How Russian history sheds light on Putin and Prigozhin – and the dangers of dissent

Danica Jenkins, University of Sydney

In Russia, failed coups portend turmoil and collapse. They also herald greater repression, and a tightening of centralised control. This is because Russian history has swung back and forth between chaos and autocracy, which have become mutually reinforcing symptoms of the same historical condition.

Russians have a word for the periods of turmoil: smuta.

Wagner leader Yevgeny Prigozhin has come to symbolise a new cycle of this history taking place in Russia today. While the fallout from his aborted mutiny in June and recent death remains uncertain, it is possible to see these events as the reverberations of a centuries-old power system grinding forward into new terrain.

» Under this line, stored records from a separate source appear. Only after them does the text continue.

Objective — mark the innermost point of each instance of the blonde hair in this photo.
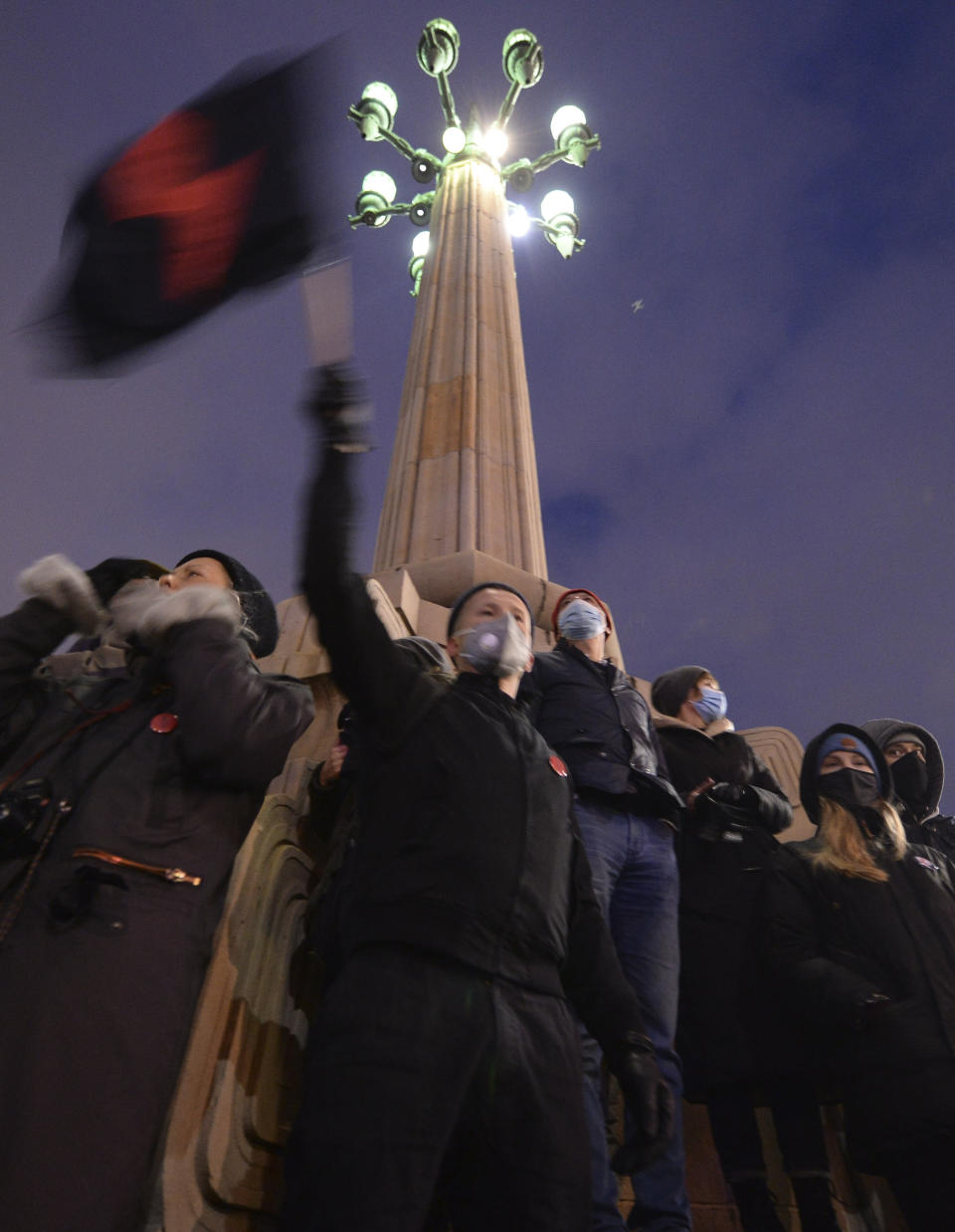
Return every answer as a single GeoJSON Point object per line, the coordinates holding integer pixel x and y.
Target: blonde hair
{"type": "Point", "coordinates": [846, 848]}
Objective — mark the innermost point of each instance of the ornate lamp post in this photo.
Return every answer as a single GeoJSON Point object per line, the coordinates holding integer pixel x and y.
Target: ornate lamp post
{"type": "Point", "coordinates": [522, 61]}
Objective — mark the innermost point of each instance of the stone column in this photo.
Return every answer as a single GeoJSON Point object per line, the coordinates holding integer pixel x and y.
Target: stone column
{"type": "Point", "coordinates": [464, 475]}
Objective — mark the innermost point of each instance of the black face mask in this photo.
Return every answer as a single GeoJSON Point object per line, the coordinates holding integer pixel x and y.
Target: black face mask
{"type": "Point", "coordinates": [909, 777]}
{"type": "Point", "coordinates": [856, 790]}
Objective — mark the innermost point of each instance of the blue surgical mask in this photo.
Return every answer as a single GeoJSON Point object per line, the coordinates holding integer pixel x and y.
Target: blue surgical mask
{"type": "Point", "coordinates": [579, 621]}
{"type": "Point", "coordinates": [711, 705]}
{"type": "Point", "coordinates": [495, 647]}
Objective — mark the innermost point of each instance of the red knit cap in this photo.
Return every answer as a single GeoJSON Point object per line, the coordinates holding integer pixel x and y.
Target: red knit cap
{"type": "Point", "coordinates": [579, 590]}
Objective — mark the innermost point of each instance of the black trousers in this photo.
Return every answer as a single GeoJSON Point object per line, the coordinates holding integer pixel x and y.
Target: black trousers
{"type": "Point", "coordinates": [922, 1180]}
{"type": "Point", "coordinates": [798, 1122]}
{"type": "Point", "coordinates": [425, 1081]}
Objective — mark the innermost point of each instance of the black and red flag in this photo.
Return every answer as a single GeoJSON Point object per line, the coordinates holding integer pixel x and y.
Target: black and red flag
{"type": "Point", "coordinates": [213, 200]}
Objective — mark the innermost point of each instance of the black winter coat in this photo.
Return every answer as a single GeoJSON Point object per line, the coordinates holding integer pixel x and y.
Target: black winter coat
{"type": "Point", "coordinates": [466, 845]}
{"type": "Point", "coordinates": [726, 1029]}
{"type": "Point", "coordinates": [101, 968]}
{"type": "Point", "coordinates": [835, 941]}
{"type": "Point", "coordinates": [600, 725]}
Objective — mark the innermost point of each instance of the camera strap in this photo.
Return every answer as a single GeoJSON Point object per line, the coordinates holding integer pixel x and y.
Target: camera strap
{"type": "Point", "coordinates": [63, 808]}
{"type": "Point", "coordinates": [97, 718]}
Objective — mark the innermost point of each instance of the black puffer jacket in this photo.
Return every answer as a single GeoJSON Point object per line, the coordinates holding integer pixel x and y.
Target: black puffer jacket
{"type": "Point", "coordinates": [922, 819]}
{"type": "Point", "coordinates": [600, 725]}
{"type": "Point", "coordinates": [468, 848]}
{"type": "Point", "coordinates": [837, 941]}
{"type": "Point", "coordinates": [726, 1029]}
{"type": "Point", "coordinates": [101, 967]}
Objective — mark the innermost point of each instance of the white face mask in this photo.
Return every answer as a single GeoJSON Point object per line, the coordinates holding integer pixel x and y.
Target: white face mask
{"type": "Point", "coordinates": [495, 647]}
{"type": "Point", "coordinates": [579, 621]}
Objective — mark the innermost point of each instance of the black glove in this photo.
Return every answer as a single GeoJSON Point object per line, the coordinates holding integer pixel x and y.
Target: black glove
{"type": "Point", "coordinates": [339, 402]}
{"type": "Point", "coordinates": [871, 1010]}
{"type": "Point", "coordinates": [649, 1101]}
{"type": "Point", "coordinates": [109, 575]}
{"type": "Point", "coordinates": [721, 806]}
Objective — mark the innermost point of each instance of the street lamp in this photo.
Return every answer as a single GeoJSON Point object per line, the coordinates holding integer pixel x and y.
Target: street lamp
{"type": "Point", "coordinates": [522, 63]}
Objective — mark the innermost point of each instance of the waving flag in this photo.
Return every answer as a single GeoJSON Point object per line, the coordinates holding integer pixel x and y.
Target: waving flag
{"type": "Point", "coordinates": [211, 201]}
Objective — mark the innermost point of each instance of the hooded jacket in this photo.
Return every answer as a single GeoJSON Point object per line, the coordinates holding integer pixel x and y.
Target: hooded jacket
{"type": "Point", "coordinates": [600, 725]}
{"type": "Point", "coordinates": [922, 821]}
{"type": "Point", "coordinates": [468, 849]}
{"type": "Point", "coordinates": [868, 967]}
{"type": "Point", "coordinates": [102, 962]}
{"type": "Point", "coordinates": [726, 1031]}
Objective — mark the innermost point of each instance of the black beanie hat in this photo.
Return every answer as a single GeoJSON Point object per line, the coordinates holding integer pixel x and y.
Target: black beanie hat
{"type": "Point", "coordinates": [258, 610]}
{"type": "Point", "coordinates": [483, 585]}
{"type": "Point", "coordinates": [670, 690]}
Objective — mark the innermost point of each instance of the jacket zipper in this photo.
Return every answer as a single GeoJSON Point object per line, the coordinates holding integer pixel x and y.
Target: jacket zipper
{"type": "Point", "coordinates": [176, 875]}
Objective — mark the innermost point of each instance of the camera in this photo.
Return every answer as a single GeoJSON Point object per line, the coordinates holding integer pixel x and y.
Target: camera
{"type": "Point", "coordinates": [22, 811]}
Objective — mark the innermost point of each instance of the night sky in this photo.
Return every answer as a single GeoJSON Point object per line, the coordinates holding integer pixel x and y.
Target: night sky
{"type": "Point", "coordinates": [753, 469]}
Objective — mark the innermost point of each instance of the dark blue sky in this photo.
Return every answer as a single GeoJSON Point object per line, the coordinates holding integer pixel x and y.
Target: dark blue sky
{"type": "Point", "coordinates": [753, 470]}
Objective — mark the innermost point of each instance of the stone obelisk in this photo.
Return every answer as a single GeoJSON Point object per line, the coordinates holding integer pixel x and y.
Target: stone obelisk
{"type": "Point", "coordinates": [464, 476]}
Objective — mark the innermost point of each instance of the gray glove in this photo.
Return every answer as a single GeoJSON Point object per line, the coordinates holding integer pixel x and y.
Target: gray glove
{"type": "Point", "coordinates": [339, 402]}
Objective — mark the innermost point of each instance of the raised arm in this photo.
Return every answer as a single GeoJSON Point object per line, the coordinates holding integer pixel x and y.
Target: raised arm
{"type": "Point", "coordinates": [365, 663]}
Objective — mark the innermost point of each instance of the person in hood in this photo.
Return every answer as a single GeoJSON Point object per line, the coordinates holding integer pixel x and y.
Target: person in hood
{"type": "Point", "coordinates": [918, 776]}
{"type": "Point", "coordinates": [736, 1049]}
{"type": "Point", "coordinates": [444, 1059]}
{"type": "Point", "coordinates": [130, 770]}
{"type": "Point", "coordinates": [861, 937]}
{"type": "Point", "coordinates": [628, 809]}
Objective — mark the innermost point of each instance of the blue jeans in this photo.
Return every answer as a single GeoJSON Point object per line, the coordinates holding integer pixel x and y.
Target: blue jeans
{"type": "Point", "coordinates": [638, 886]}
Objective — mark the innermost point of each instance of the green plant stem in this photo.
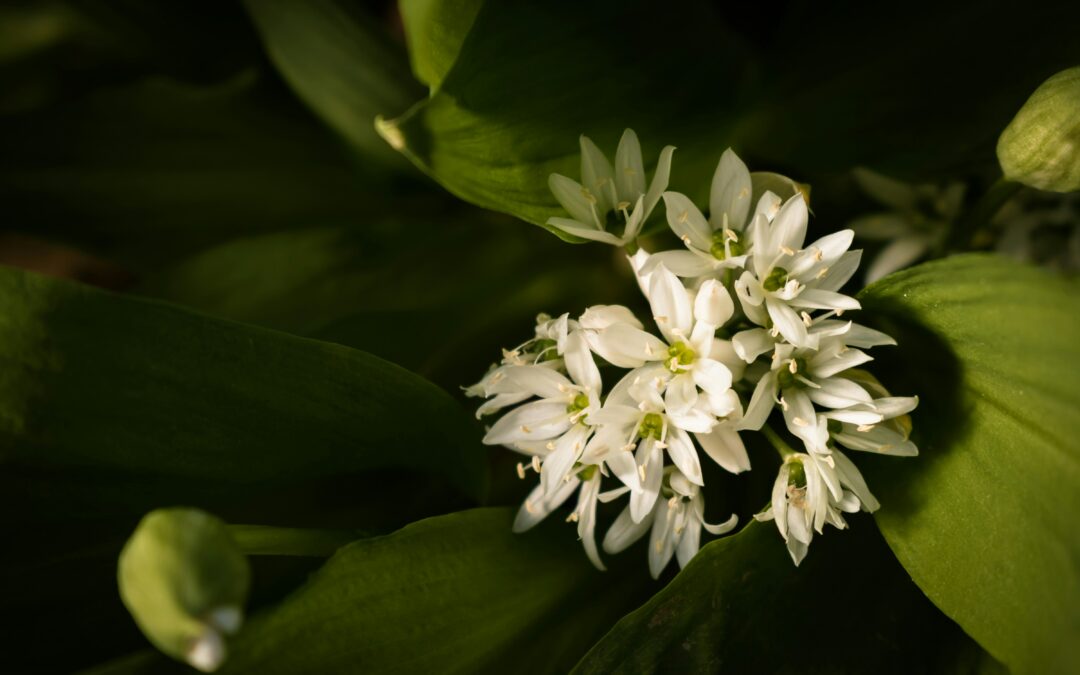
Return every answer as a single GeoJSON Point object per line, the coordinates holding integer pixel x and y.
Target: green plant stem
{"type": "Point", "coordinates": [781, 445]}
{"type": "Point", "coordinates": [294, 541]}
{"type": "Point", "coordinates": [962, 232]}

Prigozhin’s mutiny had similarities with other failed uprisings in Russian history, from the Decembrist revolt in 1825, to Lavr Kornilov’s march on St Petersburg in 1917, to the attempted coup against Mikhail Gorbachev by Communist Party hardliners in 1991.

These comparisons led some to warn of growing political instability in Russia, on the grounds that Prigozhin was less a threat to Putin’s rule than a manifestation of its essential fragility. Others have argued, in the aftermath of Prigozhin’s death, that the rebellion has provided Putin with an opportunity to consolidate his authority.

Whether or not Prigozhin may have exposed Putin’s vulnerabilities, history suggests that what is to come could well be worse. “As Russians know only too well,” Russian author Mikhail Shishkin warns, “one should not wish death on a bad tsar. For who knows what the next one will be like?”

To understand this maxim, one needs to understand Russia’s history and its underlying power dynamics. On the morning of Prigozhin’s rebellion, Putin referred to the smuta in a national address. Prigohzin, he said, was attempting to “create internal turmoil” and “split and weaken the country, which is now confronting a colossal external threat, unprecedented pressure from outside”.

There was not a single Russian who wouldn’t have understood the fearsome double meaning of “turmoil” (the literal translation of smuta) and the existential threat to the Russian nation it evoked.

The origins of this historical syndrome can be traced back to Ivan IV, better known as Ivan the Terrible, who in the 16th century transformed Russia from a loosely connected group of medieval states into the foundations of a modern empire.

Autocratic culture reproduces itself in the sociopolitical structures of the modern Russian state, but also in the mentality of its people. The truth is that the Russian ruler’s prerogative as tsar-batiushka or “Father Tsar” can only hold sway over an acquiescent, even infantilised realm.

Prigozhin’s mutiny will only cement Putin’s – or his successor’s – autocratic prerogative. As Hannah Arendt argued, authoritarian regimes hold out the carrot of stability, while constantly manufacturing the threat of instability. It is a self-perpetuating system. Chaos provides the impetus for autocratically imposed unity.

We don’t know who might eventually succeed Putin, but history suggests the next leader is unlikely to be liberal or democratic.

An old question arises: will the Russian people remain silent?